ヒチコック

    • ヒチコックは誰も成し遂げなかった宇宙の支配を獲得した、と、ゴダールはいう。ヒチコックの映画の作り方は、ハリウッド映画のシステムのように、計画の必然性が主宰してきたような支配ではなかったと言いたいのだろう。恐らく映画の表現はこれと無関係ではあるまい。たしかにそうだ。ヒチコックの確率が介入する宇宙を見よ。「サイコ」の暗闇の地下室を進むときは、微分して基底の変化をみる(ノーマンの水平の家から母がいる垂直の家へと基底が変わる) 、だが肝心なその方向が事前にわからないままに。恐らく最後までわからないであろう。あらためて映画から考えることになった、前か後ろか?右か左か?という問題を。資本主義にたいして、巻き返すために、前へ進んでいるはずなのに後へ後退していないだろうか(ロシア革命アバンギャルドのあとの社会主義リアリズム)。だがあえて後ろに戻るときに遥か前へ行くこともある(フランス革命のときにあらわれた古代ローマ時代の衣裳)。また、巻き返すために、左へ行くと言って右へ行く、と同時に、右へ行くと言って左へ行くことが起きるのはなぜか。実はこれは左とか右とか分けられない運動だったからである。分けたら無理が起きるのだ。
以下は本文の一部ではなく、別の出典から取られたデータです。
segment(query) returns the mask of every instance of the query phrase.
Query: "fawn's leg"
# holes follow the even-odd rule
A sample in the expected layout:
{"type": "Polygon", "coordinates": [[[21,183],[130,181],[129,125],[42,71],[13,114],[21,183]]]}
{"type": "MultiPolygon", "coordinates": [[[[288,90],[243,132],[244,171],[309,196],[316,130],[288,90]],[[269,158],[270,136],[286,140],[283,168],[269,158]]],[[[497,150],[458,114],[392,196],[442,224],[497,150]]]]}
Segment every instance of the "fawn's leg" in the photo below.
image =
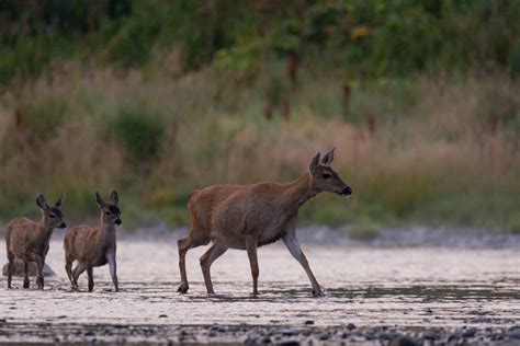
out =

言うまでもなくプルーストの小説のナレーションのありかたに見出せるが、思考の網に起きた事件というか、他者というか、身体のなかで振動を感じた場所にまっすぐに行くだけである、真っ直ぐといっても、予めその方向がわからないのだから、暗闇のなかで方向性を理念としてもつことがはじめて課題となったのである。